Тонтту так громко храпел – прямо как пьяный Пюрю, что меня это в конце концов заставило сесть на кровати. Тут же донеслось «я тут». Оказалось, все это время Рупла развлекал себя примочкой с «тетрисом», валяясь напротив на куцем диване. Я окончательно стряхнул с себя кота. Рупла сказал:

– Мож, пожрем хоть?

И мы выползли наружу. Мы собирались съесть по бургеру, но тетя Вера налила нам густую мясную жидкость и велела выпить до дна. Сначала мне было не по себе от жара и жира и чего-то настолько духовитого, что щипало в носу. Потом понравилось. Мы с Руплой облизали миски и получили все же по бургеру. Пришел отец забрать меня. Он о чем-то поговорил с Руплиными родителями на кухне, пока мы с Руплой сидели на полу и рубились в приставку.

Забавные, они всякий раз пытаются напоить его чаем. Но отец всегда отказывается.

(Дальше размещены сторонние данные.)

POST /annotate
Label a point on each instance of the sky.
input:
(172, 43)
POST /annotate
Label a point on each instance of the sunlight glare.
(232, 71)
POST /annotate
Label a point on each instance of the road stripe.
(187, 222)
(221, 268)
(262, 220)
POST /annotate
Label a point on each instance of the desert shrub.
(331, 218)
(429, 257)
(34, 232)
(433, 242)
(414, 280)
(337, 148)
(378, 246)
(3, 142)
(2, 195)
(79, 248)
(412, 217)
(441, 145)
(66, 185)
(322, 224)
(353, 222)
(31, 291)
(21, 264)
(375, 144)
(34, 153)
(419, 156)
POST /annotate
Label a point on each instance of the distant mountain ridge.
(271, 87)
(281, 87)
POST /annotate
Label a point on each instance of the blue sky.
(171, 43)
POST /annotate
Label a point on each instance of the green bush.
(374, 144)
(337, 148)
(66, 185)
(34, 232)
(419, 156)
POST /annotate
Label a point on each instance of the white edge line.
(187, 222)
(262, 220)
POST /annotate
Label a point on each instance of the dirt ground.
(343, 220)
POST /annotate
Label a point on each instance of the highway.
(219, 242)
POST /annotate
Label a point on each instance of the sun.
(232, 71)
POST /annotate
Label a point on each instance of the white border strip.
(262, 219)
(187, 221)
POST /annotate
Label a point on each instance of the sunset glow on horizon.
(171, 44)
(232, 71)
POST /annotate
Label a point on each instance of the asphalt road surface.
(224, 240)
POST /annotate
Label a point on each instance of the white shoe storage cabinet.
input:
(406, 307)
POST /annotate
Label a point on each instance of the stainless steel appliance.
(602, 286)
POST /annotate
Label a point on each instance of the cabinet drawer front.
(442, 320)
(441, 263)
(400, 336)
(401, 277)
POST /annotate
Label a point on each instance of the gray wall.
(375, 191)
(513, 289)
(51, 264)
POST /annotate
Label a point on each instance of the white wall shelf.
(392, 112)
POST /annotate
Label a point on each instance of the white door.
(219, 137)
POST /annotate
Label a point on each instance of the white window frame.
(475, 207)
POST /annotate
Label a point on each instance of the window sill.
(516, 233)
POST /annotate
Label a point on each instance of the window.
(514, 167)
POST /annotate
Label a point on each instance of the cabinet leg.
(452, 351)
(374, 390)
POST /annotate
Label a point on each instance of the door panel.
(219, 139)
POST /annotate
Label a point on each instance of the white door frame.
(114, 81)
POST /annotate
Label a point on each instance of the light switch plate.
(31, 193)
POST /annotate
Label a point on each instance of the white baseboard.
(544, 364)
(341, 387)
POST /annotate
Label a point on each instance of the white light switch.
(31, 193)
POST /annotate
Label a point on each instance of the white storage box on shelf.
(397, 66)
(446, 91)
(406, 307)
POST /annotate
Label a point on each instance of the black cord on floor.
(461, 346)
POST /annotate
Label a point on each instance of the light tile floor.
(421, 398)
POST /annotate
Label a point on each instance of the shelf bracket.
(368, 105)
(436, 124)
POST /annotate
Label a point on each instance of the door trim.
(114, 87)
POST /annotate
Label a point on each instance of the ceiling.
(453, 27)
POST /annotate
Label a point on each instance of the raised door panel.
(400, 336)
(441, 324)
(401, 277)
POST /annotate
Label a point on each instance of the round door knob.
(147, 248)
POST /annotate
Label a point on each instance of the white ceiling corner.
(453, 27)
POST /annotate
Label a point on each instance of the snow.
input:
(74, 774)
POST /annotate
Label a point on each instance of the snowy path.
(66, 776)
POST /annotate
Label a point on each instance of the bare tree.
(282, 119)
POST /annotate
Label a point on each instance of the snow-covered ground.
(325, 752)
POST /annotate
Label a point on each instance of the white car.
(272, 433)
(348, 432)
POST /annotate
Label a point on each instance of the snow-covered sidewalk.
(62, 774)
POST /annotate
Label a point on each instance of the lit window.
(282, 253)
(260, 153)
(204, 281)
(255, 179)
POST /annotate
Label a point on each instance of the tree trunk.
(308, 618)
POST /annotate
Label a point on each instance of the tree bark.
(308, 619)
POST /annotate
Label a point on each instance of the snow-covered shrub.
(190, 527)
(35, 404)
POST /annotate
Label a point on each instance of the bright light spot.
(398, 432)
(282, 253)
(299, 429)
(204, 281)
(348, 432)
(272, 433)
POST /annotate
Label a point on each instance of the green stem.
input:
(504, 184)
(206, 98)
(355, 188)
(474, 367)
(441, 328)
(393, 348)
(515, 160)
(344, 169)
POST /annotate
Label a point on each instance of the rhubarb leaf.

Он такое не пьет.

– У тебя хороший друг, – сказал отец, когда мы ехали домой. – Не надо его звать этим прозвищем. У него есть имя – Алексантери.

– Саша, если по-нашему. Или Саня, – сообщил я.

– Тоже неплохо – Саня.

С тех пор отец стал звать его именно так.

Мной тогда занимались две тетки, очень хорошие, кстати. Но слышал я только отца. Верил только отцу. Он говорил, что, если я хочу играть в приставку, это нормально. Что если мне смешно, то смеяться – это тоже нормально. И если я злюсь за что-нибудь на отца, на Руплу или на учителей. То и это нормально. И если я хочу сидеть один и плакать, потому что скучаю по маме. Тоже. И если я пока не хочу чего-то делать – тоже. Сейчас не хочу – потом захочу. Плавание, например. Ничего стыдного.

И это и есть жизнь. И в ней много смешного. И жить эту жизнь надо мне самому, без оглядки на кого-то. И все, что я насмеял, – все мое. Значит, мне так надо.

Вот мы с Руплой и отрывались как подорванные. Хорошо, что тетя Вера с дядей Колей у него классные. Они не ругались, что мы на головах стоим. Ну мы и стояли, раз не гонят. Так что к своим тринадцати годам я совершенно уверенно стоял на голове. И на ногах, кстати, тоже.

* * *

Маму так и не нашли. Поэтому тот сон повторялся время от времени. Но я научился справляться с этим. Честное слово, к тому времени, как у нас завелась эта пиявка, я жил нормальной жизнью.

Я не боялся быть один. Я не боялся спать один. Я умел все: готовить, убирать, ровнять газон, даже кое-что починить в электрике. Знал, что могло мне понадобиться в экстренной ситуации. Знал, что в крайнем случае за стенкой сидит Пюрю, с которым мы делим пари-тало[21]. Короче, я был вполне нормальным, взрослым человеком. И тут пришла она, и вместе с ней весь тот кошмар.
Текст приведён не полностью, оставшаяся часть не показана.